There is nothing about life and death that Anna DeForest leaves unsaid in this slim but bountifully profound novel about a freshly graduated doctor’s first year of residency. DeForest is the rare writer who never once takes the easy way out of a sentence or a feeling or a rumination. She takes what the rest of us are afraid to confront or own up to and comes right out and puts it eternally into words. The result is that everything DeForest writes feels to a reader as if it’s both the first and the definitive of its kind. Most writers have just one or two things they can do decently, but DeForest’s extraordinary strengths defy any attempts at enumeration.



My Phantoms by Gwendoline Riley (2021)


I first learned of Gwendoline Riley in a review that made her books sound drab in the way that someone once said the Smiths made drab music for drab people. So I immediately started ordering everything she wrote. My Phantoms is the sparest of her novels and, for me, the most difficult to pull away from. There’s the book itself, and there’s the shadow it leaves after you’ve read it. The shadow is even as haunting as the book.



Pipe Night (1945), Hellbox (1947), or just about any other short-story collection by John O’Hara (skip the novels except for the first two)

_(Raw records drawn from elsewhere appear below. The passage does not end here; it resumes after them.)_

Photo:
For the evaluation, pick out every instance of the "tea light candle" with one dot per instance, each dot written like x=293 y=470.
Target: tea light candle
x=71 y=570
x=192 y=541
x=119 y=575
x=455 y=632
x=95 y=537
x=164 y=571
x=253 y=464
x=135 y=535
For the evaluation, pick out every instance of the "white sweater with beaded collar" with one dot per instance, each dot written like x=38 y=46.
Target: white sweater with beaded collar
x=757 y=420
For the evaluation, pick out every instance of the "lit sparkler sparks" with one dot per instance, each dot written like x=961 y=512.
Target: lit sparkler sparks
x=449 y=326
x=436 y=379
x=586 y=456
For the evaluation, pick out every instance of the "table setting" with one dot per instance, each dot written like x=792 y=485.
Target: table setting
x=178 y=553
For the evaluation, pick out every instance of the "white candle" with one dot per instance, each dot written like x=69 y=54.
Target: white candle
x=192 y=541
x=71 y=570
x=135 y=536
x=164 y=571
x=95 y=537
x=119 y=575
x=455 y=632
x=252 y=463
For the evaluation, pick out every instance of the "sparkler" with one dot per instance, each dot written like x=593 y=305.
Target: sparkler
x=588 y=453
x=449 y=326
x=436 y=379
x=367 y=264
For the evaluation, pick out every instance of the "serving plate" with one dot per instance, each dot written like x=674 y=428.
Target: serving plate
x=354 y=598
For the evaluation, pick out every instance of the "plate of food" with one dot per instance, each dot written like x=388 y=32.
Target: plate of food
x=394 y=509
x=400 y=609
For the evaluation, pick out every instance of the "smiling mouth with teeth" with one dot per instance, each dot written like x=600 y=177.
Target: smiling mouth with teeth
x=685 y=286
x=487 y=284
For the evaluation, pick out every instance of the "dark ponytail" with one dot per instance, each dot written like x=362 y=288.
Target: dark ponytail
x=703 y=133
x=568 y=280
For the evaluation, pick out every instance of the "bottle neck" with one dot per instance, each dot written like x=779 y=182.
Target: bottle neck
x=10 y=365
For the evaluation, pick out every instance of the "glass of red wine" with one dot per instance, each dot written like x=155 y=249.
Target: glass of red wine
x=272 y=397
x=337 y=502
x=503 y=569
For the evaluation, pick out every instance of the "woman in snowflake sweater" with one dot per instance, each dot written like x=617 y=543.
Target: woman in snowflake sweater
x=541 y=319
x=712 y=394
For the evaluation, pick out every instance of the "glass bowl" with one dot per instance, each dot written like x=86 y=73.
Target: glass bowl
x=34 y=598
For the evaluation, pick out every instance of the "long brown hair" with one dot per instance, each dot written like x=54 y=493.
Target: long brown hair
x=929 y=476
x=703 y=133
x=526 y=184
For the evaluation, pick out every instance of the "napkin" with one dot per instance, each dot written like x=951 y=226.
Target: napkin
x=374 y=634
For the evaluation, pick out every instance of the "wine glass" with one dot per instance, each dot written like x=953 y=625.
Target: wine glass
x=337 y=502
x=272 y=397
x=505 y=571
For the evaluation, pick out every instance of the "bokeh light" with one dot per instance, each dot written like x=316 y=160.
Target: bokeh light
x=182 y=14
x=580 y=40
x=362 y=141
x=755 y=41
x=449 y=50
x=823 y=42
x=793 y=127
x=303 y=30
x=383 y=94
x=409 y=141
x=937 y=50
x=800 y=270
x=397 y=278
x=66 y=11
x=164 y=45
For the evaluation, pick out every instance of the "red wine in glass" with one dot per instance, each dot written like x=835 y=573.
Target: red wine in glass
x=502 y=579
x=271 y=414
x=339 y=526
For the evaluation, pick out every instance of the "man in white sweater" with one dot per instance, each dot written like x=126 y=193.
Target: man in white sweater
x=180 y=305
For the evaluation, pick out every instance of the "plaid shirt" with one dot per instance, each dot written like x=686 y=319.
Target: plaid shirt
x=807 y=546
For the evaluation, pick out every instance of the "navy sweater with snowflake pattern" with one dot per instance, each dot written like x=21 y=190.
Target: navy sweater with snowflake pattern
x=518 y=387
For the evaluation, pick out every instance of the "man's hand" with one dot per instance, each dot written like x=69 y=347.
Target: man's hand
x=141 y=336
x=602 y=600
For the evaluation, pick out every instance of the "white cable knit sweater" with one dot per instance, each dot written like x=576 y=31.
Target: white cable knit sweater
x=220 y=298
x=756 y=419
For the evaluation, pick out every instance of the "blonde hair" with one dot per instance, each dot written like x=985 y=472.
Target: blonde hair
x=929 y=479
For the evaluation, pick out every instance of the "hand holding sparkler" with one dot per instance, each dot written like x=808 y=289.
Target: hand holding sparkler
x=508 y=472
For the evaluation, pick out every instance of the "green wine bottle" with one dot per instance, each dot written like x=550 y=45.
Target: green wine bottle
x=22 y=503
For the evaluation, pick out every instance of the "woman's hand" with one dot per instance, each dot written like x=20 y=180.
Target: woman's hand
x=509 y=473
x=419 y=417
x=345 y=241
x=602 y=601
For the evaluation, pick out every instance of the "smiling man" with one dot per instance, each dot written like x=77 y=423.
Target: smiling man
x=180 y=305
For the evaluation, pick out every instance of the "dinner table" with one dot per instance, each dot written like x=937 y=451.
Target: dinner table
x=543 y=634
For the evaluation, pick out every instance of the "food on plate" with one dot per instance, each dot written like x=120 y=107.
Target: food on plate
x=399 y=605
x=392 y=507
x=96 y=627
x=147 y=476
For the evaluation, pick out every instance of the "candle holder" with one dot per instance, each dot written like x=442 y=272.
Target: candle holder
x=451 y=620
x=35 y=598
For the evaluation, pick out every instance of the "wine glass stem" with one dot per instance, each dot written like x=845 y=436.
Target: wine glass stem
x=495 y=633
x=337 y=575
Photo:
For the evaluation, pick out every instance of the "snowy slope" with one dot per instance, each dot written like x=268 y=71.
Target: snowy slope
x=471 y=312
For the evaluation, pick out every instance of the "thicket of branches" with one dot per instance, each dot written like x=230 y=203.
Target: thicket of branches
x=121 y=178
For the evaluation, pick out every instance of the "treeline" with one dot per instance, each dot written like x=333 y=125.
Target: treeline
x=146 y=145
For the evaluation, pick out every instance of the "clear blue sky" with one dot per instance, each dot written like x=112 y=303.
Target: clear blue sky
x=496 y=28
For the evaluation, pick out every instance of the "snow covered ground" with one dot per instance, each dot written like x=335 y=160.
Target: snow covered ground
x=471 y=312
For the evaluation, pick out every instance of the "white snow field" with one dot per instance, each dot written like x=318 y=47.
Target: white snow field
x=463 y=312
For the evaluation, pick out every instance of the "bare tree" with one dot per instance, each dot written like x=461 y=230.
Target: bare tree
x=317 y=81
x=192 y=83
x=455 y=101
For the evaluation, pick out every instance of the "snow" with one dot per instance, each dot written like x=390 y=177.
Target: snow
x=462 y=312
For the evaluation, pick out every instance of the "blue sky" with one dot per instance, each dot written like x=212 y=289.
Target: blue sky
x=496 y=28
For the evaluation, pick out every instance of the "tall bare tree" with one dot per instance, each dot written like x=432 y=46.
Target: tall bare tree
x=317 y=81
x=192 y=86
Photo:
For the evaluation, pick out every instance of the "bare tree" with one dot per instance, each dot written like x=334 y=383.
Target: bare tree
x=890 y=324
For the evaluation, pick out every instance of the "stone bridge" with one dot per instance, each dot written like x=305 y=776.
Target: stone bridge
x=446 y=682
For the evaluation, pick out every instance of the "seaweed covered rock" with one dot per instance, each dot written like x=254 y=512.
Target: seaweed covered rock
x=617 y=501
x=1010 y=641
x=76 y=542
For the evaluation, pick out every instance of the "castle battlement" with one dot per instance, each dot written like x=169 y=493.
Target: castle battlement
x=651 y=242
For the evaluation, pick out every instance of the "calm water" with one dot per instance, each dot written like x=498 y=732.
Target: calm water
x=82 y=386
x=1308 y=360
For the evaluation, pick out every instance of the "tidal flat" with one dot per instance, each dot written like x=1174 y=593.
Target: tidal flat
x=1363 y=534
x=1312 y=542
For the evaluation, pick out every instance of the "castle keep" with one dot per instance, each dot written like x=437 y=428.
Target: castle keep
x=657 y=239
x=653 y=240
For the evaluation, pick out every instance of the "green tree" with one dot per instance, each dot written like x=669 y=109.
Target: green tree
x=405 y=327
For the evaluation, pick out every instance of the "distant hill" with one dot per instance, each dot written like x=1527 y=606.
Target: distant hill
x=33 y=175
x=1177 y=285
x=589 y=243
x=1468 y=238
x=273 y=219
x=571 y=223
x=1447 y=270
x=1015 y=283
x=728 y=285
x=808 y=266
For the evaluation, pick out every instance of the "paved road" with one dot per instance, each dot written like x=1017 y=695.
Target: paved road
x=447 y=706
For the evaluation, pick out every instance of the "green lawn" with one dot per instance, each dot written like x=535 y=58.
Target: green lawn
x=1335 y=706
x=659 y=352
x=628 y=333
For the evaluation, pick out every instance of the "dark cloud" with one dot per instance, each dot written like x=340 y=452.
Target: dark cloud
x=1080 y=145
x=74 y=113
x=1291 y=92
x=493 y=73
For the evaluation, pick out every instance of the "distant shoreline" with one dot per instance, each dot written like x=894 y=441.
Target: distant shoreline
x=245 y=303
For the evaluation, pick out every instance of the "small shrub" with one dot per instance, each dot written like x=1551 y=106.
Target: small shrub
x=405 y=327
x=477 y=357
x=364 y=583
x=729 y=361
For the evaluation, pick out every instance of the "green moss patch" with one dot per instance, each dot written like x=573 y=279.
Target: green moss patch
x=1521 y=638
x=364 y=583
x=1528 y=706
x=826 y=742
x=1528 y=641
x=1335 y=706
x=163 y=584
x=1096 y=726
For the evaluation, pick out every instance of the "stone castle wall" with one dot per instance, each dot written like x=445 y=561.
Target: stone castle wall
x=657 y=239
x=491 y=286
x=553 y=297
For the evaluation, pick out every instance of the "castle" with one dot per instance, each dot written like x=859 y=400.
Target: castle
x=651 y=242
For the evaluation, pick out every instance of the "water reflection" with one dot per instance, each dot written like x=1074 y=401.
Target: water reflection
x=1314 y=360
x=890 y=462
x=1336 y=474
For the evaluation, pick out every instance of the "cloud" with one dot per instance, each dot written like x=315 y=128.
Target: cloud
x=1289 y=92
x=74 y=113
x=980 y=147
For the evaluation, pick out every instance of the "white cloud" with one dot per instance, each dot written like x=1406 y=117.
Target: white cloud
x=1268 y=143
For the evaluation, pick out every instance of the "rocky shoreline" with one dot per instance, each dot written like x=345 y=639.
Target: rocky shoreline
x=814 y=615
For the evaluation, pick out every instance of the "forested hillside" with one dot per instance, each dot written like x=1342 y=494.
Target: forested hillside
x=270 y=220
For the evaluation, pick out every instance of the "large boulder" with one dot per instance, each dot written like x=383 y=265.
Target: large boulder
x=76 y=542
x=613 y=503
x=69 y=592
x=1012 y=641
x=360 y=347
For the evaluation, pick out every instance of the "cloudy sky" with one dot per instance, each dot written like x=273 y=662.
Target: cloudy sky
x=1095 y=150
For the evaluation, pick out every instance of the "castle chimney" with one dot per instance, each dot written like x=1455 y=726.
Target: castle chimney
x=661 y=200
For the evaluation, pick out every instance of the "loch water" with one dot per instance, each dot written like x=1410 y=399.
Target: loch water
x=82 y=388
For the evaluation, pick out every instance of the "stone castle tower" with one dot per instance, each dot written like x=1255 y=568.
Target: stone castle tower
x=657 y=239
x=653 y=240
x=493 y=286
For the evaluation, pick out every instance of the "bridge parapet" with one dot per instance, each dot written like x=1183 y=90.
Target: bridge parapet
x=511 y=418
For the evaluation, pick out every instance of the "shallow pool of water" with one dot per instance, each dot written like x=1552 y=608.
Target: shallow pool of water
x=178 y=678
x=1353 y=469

It was homesickness that first drew me to O’Hara’s fiction, because I grew up only an hour away from where many of his stories unfold, but it’s his troubled understanding of clammily unexceptional Americans (their insecurities, their narrow-gauge heartbreaks, their grudges and petty strivings) that keeps calling me back to piles of faded and lopsided paperbacks. I don’t know why he has so few readers these days, because in the first half of his career he was a laconic specialist in certain instructively appalling subsets of human nature, and his crisp, filigree-free stories can be comfortingly oblique and cryptic in ways that daily life ought to be more often.



A Day, a Night, Another Day, Summer by Christine Schutt (2005)


This short-story collection, a classic, reads like the most sublime of poetry, because, despite the right-justified margins and paragraphic dress, that’s exactly what it is. It’s even more desolatively enthralling on the twentieth, slowest read than it is on the first, standardly paced encounter. It’s a book best taken a syllable or two at a time.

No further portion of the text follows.